A trudging cello E natural underpins much of the opening movement, whose main feature is the weeping semitone of the viola. When all four instruments come into play, Górecki recalls the chordal drone theme from the first quartet, this time marked Tranquillo (it also appears towards the end of the second movement). This cross-reference, like the recurring Beethovenian chords, reinforces the notion that, despite the four distinct movements, the second quartet is modelled on the freer associative process of the fantasia.
The first movement ends with the first appearance of the Beethovenian chords, which are followed immediately by the rumbustious folk-dance of the second movement. This is both more extended and more vigorous than its counterpart in the first quartet, although the idea of duetting pairs of instruments is still the mainstay. The third movement, Arioso, pairs diatonic chordal accompaniment with a specific type of melodic dissonance, implied in the first quartet, where one line is paralleled in rhythmic unison with another that is an octave and a semitone away. The powerfully unsettling dissonance of the minor ninth is a feature of much of Górecki’s instrumental music since the 1980s.

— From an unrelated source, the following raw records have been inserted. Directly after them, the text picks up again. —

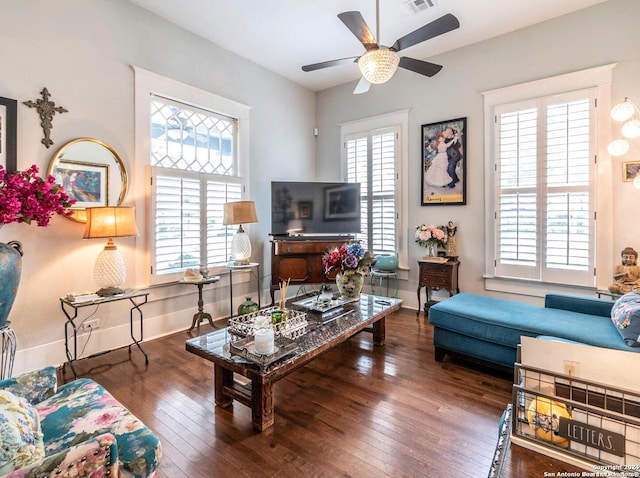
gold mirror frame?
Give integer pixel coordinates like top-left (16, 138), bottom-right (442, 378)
top-left (48, 138), bottom-right (128, 223)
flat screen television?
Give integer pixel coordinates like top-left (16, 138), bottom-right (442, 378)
top-left (271, 181), bottom-right (360, 236)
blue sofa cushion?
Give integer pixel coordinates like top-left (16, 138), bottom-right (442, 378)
top-left (611, 291), bottom-right (640, 347)
top-left (429, 292), bottom-right (638, 352)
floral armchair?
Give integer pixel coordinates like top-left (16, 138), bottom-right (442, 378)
top-left (0, 367), bottom-right (162, 478)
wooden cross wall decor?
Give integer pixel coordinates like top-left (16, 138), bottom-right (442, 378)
top-left (22, 88), bottom-right (69, 148)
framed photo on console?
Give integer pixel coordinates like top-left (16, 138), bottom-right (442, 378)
top-left (55, 161), bottom-right (109, 209)
top-left (420, 118), bottom-right (467, 206)
top-left (0, 96), bottom-right (18, 173)
top-left (622, 161), bottom-right (640, 183)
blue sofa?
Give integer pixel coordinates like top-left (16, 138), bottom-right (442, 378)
top-left (429, 293), bottom-right (640, 368)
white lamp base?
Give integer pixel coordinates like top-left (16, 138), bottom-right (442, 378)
top-left (231, 225), bottom-right (251, 266)
top-left (93, 239), bottom-right (127, 297)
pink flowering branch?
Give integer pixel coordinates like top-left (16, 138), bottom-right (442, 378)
top-left (0, 164), bottom-right (76, 227)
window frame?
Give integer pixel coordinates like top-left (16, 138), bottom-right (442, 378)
top-left (339, 109), bottom-right (409, 272)
top-left (131, 66), bottom-right (250, 286)
top-left (482, 64), bottom-right (615, 297)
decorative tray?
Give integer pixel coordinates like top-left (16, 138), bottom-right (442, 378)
top-left (229, 335), bottom-right (299, 368)
top-left (421, 256), bottom-right (449, 262)
top-left (293, 295), bottom-right (359, 313)
top-left (228, 307), bottom-right (307, 339)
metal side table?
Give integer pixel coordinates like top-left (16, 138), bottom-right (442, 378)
top-left (60, 290), bottom-right (149, 378)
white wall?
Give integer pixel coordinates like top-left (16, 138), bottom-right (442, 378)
top-left (0, 0), bottom-right (316, 372)
top-left (317, 0), bottom-right (640, 306)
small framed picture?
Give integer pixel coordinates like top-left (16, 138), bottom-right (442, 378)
top-left (54, 161), bottom-right (109, 209)
top-left (420, 118), bottom-right (467, 206)
top-left (622, 161), bottom-right (640, 183)
top-left (0, 96), bottom-right (18, 173)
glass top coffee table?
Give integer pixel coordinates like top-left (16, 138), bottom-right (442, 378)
top-left (186, 294), bottom-right (402, 431)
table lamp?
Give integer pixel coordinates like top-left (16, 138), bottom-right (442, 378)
top-left (222, 201), bottom-right (258, 266)
top-left (84, 206), bottom-right (138, 297)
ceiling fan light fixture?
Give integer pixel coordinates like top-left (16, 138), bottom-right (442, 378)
top-left (358, 46), bottom-right (400, 85)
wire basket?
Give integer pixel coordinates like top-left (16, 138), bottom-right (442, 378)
top-left (228, 306), bottom-right (307, 339)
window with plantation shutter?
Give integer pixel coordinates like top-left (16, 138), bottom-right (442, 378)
top-left (344, 127), bottom-right (399, 255)
top-left (149, 95), bottom-right (243, 276)
top-left (494, 89), bottom-right (596, 286)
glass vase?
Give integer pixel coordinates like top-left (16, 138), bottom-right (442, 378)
top-left (336, 272), bottom-right (364, 299)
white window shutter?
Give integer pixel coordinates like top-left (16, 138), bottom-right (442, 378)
top-left (495, 94), bottom-right (595, 285)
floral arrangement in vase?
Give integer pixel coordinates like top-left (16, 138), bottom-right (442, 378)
top-left (322, 242), bottom-right (374, 275)
top-left (415, 224), bottom-right (448, 256)
top-left (0, 164), bottom-right (76, 227)
top-left (322, 242), bottom-right (374, 298)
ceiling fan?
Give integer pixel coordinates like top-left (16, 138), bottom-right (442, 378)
top-left (302, 0), bottom-right (460, 94)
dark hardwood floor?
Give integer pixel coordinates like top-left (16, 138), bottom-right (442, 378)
top-left (67, 309), bottom-right (578, 478)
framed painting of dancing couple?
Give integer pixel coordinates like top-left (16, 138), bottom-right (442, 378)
top-left (420, 118), bottom-right (467, 206)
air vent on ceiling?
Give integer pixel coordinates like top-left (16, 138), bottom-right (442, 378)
top-left (404, 0), bottom-right (438, 13)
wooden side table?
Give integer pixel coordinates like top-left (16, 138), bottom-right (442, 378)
top-left (178, 276), bottom-right (220, 333)
top-left (416, 259), bottom-right (460, 316)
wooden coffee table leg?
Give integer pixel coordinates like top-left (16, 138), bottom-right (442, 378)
top-left (251, 379), bottom-right (275, 431)
top-left (373, 317), bottom-right (385, 345)
top-left (213, 363), bottom-right (233, 408)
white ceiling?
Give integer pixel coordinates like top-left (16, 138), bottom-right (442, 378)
top-left (130, 0), bottom-right (605, 91)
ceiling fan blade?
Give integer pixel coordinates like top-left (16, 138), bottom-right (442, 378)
top-left (391, 13), bottom-right (460, 51)
top-left (338, 11), bottom-right (378, 51)
top-left (353, 76), bottom-right (371, 95)
top-left (398, 56), bottom-right (442, 77)
top-left (302, 56), bottom-right (360, 71)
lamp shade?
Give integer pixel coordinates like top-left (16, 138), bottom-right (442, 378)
top-left (222, 201), bottom-right (258, 225)
top-left (358, 47), bottom-right (400, 85)
top-left (83, 206), bottom-right (138, 239)
top-left (84, 206), bottom-right (138, 296)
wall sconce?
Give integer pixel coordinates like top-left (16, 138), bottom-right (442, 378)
top-left (222, 201), bottom-right (258, 266)
top-left (607, 98), bottom-right (640, 156)
top-left (83, 206), bottom-right (138, 297)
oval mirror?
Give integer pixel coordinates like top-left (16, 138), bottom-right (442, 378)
top-left (48, 138), bottom-right (127, 223)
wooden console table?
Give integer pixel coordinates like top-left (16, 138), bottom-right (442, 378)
top-left (269, 238), bottom-right (349, 304)
top-left (416, 259), bottom-right (460, 316)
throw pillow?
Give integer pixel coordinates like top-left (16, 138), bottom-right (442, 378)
top-left (0, 390), bottom-right (44, 475)
top-left (611, 290), bottom-right (640, 347)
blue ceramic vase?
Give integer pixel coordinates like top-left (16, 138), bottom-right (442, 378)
top-left (0, 241), bottom-right (22, 329)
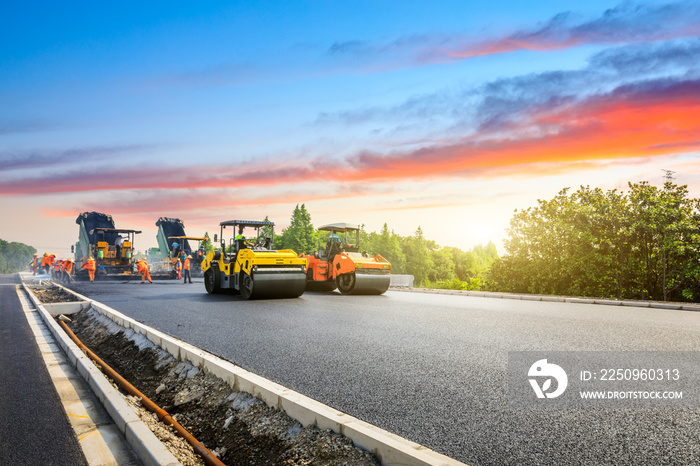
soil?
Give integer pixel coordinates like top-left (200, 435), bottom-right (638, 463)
top-left (71, 309), bottom-right (380, 466)
top-left (29, 285), bottom-right (76, 304)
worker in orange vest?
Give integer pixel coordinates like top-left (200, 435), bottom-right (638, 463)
top-left (46, 254), bottom-right (56, 273)
top-left (53, 259), bottom-right (63, 282)
top-left (29, 254), bottom-right (39, 275)
top-left (41, 252), bottom-right (49, 273)
top-left (80, 256), bottom-right (96, 282)
top-left (136, 259), bottom-right (153, 284)
top-left (182, 256), bottom-right (192, 285)
top-left (63, 258), bottom-right (75, 283)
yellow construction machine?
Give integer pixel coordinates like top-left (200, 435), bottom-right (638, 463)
top-left (202, 220), bottom-right (306, 299)
top-left (300, 223), bottom-right (391, 294)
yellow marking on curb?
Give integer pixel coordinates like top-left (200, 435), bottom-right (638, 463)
top-left (78, 432), bottom-right (104, 441)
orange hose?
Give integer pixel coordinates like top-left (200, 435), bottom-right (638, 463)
top-left (58, 320), bottom-right (225, 466)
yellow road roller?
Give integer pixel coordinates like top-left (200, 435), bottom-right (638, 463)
top-left (202, 220), bottom-right (306, 299)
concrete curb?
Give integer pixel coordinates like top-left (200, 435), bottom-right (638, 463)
top-left (22, 281), bottom-right (182, 466)
top-left (58, 285), bottom-right (464, 466)
top-left (390, 287), bottom-right (700, 312)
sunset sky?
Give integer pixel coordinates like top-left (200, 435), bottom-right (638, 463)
top-left (0, 0), bottom-right (700, 257)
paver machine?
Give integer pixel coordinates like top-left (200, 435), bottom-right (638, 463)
top-left (152, 217), bottom-right (206, 278)
top-left (202, 220), bottom-right (306, 299)
top-left (300, 223), bottom-right (391, 294)
top-left (71, 212), bottom-right (141, 279)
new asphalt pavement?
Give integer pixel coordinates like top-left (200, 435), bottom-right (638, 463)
top-left (65, 279), bottom-right (700, 464)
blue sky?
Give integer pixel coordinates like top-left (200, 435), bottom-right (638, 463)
top-left (0, 1), bottom-right (700, 255)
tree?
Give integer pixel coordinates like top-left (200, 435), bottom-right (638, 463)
top-left (280, 204), bottom-right (317, 254)
top-left (370, 223), bottom-right (406, 274)
top-left (202, 231), bottom-right (214, 252)
top-left (488, 182), bottom-right (700, 300)
top-left (0, 239), bottom-right (36, 274)
top-left (403, 226), bottom-right (433, 286)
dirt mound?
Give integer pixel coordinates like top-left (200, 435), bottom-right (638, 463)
top-left (71, 310), bottom-right (379, 466)
top-left (29, 285), bottom-right (79, 304)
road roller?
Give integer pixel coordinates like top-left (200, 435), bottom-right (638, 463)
top-left (202, 220), bottom-right (306, 299)
top-left (299, 223), bottom-right (391, 294)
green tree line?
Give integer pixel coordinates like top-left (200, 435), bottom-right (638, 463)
top-left (275, 204), bottom-right (498, 290)
top-left (487, 181), bottom-right (700, 301)
top-left (0, 239), bottom-right (36, 273)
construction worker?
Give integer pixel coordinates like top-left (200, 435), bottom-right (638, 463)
top-left (29, 254), bottom-right (39, 275)
top-left (41, 252), bottom-right (49, 273)
top-left (182, 256), bottom-right (192, 285)
top-left (136, 259), bottom-right (153, 285)
top-left (233, 227), bottom-right (253, 253)
top-left (80, 256), bottom-right (96, 282)
top-left (53, 259), bottom-right (63, 282)
top-left (63, 258), bottom-right (75, 283)
top-left (46, 254), bottom-right (56, 273)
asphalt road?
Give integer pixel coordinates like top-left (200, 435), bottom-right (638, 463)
top-left (0, 275), bottom-right (87, 466)
top-left (64, 279), bottom-right (700, 464)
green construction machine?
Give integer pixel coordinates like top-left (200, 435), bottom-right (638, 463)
top-left (71, 212), bottom-right (141, 280)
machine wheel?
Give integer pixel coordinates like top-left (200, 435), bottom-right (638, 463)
top-left (204, 267), bottom-right (221, 294)
top-left (241, 272), bottom-right (253, 299)
top-left (336, 272), bottom-right (355, 294)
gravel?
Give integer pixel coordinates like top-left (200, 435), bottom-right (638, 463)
top-left (71, 310), bottom-right (379, 466)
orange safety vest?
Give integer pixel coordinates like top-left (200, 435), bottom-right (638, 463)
top-left (136, 259), bottom-right (148, 273)
top-left (81, 259), bottom-right (95, 270)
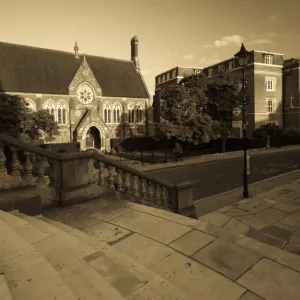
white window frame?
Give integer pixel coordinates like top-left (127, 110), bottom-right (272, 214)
top-left (266, 98), bottom-right (276, 114)
top-left (265, 54), bottom-right (273, 65)
top-left (290, 94), bottom-right (296, 108)
top-left (265, 77), bottom-right (276, 92)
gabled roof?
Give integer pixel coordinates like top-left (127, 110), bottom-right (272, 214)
top-left (0, 42), bottom-right (148, 98)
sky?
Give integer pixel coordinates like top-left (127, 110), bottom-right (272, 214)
top-left (0, 0), bottom-right (300, 95)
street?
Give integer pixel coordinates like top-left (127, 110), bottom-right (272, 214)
top-left (149, 150), bottom-right (300, 200)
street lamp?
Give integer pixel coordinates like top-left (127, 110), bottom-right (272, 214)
top-left (234, 44), bottom-right (250, 198)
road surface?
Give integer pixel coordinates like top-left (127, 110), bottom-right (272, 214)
top-left (149, 150), bottom-right (300, 200)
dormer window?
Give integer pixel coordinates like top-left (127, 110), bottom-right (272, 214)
top-left (265, 54), bottom-right (273, 65)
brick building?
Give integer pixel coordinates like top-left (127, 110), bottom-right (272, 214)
top-left (0, 36), bottom-right (154, 150)
top-left (153, 67), bottom-right (202, 123)
top-left (153, 50), bottom-right (284, 137)
top-left (283, 58), bottom-right (300, 129)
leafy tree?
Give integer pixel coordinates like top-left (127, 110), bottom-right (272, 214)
top-left (206, 72), bottom-right (240, 152)
top-left (159, 75), bottom-right (213, 144)
top-left (0, 92), bottom-right (59, 141)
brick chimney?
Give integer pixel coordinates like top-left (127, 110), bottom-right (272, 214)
top-left (131, 36), bottom-right (140, 72)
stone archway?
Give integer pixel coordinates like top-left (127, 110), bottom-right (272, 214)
top-left (81, 122), bottom-right (105, 150)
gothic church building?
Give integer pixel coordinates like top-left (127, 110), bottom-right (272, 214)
top-left (0, 36), bottom-right (154, 151)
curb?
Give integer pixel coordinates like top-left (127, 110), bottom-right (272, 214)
top-left (194, 169), bottom-right (300, 204)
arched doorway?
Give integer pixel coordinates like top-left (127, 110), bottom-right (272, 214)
top-left (86, 126), bottom-right (101, 149)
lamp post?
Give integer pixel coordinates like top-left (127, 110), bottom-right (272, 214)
top-left (234, 44), bottom-right (250, 198)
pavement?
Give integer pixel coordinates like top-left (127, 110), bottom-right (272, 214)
top-left (38, 183), bottom-right (300, 300)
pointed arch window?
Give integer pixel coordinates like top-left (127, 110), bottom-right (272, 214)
top-left (104, 103), bottom-right (111, 123)
top-left (43, 100), bottom-right (57, 121)
top-left (57, 101), bottom-right (68, 125)
top-left (136, 103), bottom-right (144, 123)
top-left (128, 103), bottom-right (135, 123)
top-left (112, 102), bottom-right (121, 124)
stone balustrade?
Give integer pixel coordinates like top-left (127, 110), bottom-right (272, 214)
top-left (0, 134), bottom-right (195, 217)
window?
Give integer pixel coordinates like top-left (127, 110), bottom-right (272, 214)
top-left (104, 103), bottom-right (111, 123)
top-left (113, 102), bottom-right (121, 124)
top-left (266, 98), bottom-right (275, 113)
top-left (56, 101), bottom-right (68, 125)
top-left (128, 103), bottom-right (135, 123)
top-left (290, 94), bottom-right (296, 107)
top-left (136, 104), bottom-right (144, 123)
top-left (43, 100), bottom-right (57, 121)
top-left (265, 54), bottom-right (273, 65)
top-left (266, 77), bottom-right (276, 92)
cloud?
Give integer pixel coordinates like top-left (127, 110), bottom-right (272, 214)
top-left (268, 15), bottom-right (278, 21)
top-left (182, 54), bottom-right (194, 59)
top-left (247, 39), bottom-right (274, 45)
top-left (214, 35), bottom-right (243, 48)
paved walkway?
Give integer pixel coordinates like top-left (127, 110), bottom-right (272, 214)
top-left (44, 185), bottom-right (300, 300)
top-left (111, 145), bottom-right (300, 171)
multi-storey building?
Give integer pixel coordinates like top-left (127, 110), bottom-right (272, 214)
top-left (153, 50), bottom-right (284, 137)
top-left (0, 36), bottom-right (154, 150)
top-left (153, 67), bottom-right (202, 123)
top-left (283, 58), bottom-right (300, 130)
top-left (203, 50), bottom-right (284, 137)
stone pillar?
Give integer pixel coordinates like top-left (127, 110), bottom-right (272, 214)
top-left (173, 181), bottom-right (197, 219)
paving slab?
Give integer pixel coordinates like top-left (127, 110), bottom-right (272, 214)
top-left (198, 211), bottom-right (231, 227)
top-left (222, 218), bottom-right (250, 235)
top-left (193, 239), bottom-right (261, 280)
top-left (111, 211), bottom-right (192, 244)
top-left (82, 221), bottom-right (131, 243)
top-left (237, 258), bottom-right (300, 300)
top-left (151, 252), bottom-right (246, 300)
top-left (239, 291), bottom-right (264, 300)
top-left (114, 233), bottom-right (175, 267)
top-left (169, 230), bottom-right (216, 256)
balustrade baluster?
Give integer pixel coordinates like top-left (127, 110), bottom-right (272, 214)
top-left (148, 181), bottom-right (153, 202)
top-left (108, 165), bottom-right (116, 190)
top-left (24, 151), bottom-right (35, 186)
top-left (37, 156), bottom-right (50, 184)
top-left (161, 186), bottom-right (168, 208)
top-left (141, 179), bottom-right (147, 202)
top-left (123, 173), bottom-right (130, 195)
top-left (116, 169), bottom-right (124, 193)
top-left (155, 184), bottom-right (161, 206)
top-left (99, 162), bottom-right (105, 186)
top-left (132, 175), bottom-right (141, 202)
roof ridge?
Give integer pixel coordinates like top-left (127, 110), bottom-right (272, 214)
top-left (0, 41), bottom-right (132, 62)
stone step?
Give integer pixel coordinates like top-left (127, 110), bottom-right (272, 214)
top-left (0, 210), bottom-right (78, 300)
top-left (39, 217), bottom-right (191, 300)
top-left (0, 272), bottom-right (13, 300)
top-left (6, 212), bottom-right (125, 300)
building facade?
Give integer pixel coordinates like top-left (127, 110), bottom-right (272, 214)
top-left (203, 50), bottom-right (284, 137)
top-left (153, 66), bottom-right (202, 124)
top-left (283, 58), bottom-right (300, 130)
top-left (0, 36), bottom-right (154, 151)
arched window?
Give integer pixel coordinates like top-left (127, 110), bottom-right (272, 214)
top-left (112, 102), bottom-right (121, 123)
top-left (25, 98), bottom-right (36, 111)
top-left (128, 103), bottom-right (135, 123)
top-left (56, 101), bottom-right (68, 125)
top-left (136, 103), bottom-right (144, 123)
top-left (104, 103), bottom-right (111, 123)
top-left (43, 100), bottom-right (57, 121)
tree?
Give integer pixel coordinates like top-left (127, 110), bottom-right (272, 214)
top-left (206, 72), bottom-right (240, 152)
top-left (159, 74), bottom-right (213, 144)
top-left (0, 92), bottom-right (59, 141)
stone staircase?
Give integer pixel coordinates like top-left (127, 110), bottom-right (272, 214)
top-left (0, 198), bottom-right (300, 300)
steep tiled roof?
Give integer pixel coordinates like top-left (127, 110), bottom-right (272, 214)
top-left (0, 42), bottom-right (148, 98)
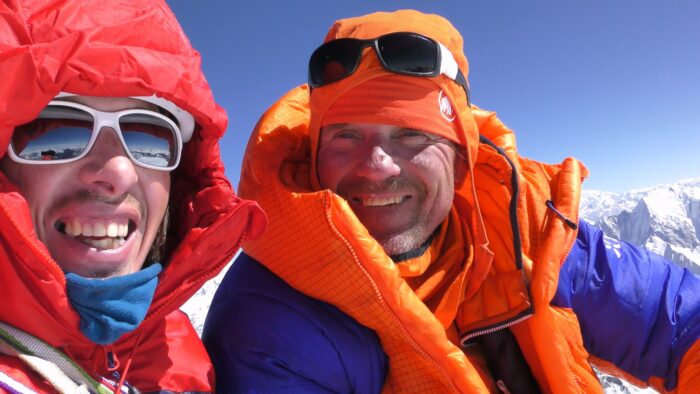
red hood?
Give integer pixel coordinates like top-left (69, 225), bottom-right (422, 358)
top-left (0, 0), bottom-right (265, 351)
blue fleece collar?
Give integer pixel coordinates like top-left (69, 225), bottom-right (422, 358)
top-left (66, 263), bottom-right (163, 345)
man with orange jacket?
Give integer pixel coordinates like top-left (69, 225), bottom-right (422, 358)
top-left (203, 11), bottom-right (700, 393)
top-left (0, 0), bottom-right (265, 393)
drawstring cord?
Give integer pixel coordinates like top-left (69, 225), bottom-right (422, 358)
top-left (115, 332), bottom-right (143, 393)
top-left (545, 200), bottom-right (578, 230)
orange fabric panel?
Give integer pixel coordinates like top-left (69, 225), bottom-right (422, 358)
top-left (241, 11), bottom-right (620, 393)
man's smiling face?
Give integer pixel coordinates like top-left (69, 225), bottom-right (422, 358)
top-left (317, 123), bottom-right (465, 255)
top-left (0, 96), bottom-right (170, 277)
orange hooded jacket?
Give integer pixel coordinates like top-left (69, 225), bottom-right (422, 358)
top-left (0, 0), bottom-right (265, 392)
top-left (240, 11), bottom-right (698, 393)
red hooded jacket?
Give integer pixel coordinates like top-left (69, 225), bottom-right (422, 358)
top-left (0, 0), bottom-right (265, 392)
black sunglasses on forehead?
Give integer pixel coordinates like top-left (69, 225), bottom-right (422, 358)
top-left (309, 32), bottom-right (471, 106)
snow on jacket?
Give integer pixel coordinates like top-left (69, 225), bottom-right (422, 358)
top-left (0, 0), bottom-right (265, 392)
top-left (205, 12), bottom-right (700, 393)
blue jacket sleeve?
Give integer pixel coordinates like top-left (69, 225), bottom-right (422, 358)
top-left (203, 254), bottom-right (387, 393)
top-left (552, 221), bottom-right (700, 390)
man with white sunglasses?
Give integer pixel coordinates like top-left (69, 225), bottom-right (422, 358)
top-left (203, 10), bottom-right (700, 394)
top-left (0, 0), bottom-right (265, 393)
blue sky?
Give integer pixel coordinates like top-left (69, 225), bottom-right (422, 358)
top-left (168, 0), bottom-right (700, 192)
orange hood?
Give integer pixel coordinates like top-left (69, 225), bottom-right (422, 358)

The movement ends, however, in a generally consonant frame of mind.
The finale, a fast-moving, even furious sequence of folk-influenced ideas, is the most developed movement, and in itself is worthy of the work’s title. Its greatest surprise comes at the end, when a skeletal version of the opening phrases of the world’s best-known carol emerges over one of the Beethovenian chords, Lento, tranquillissimo. It is an intriguing and unexplained diversion. The quartet ends, as did its predecessor, with a reference to its opening bars.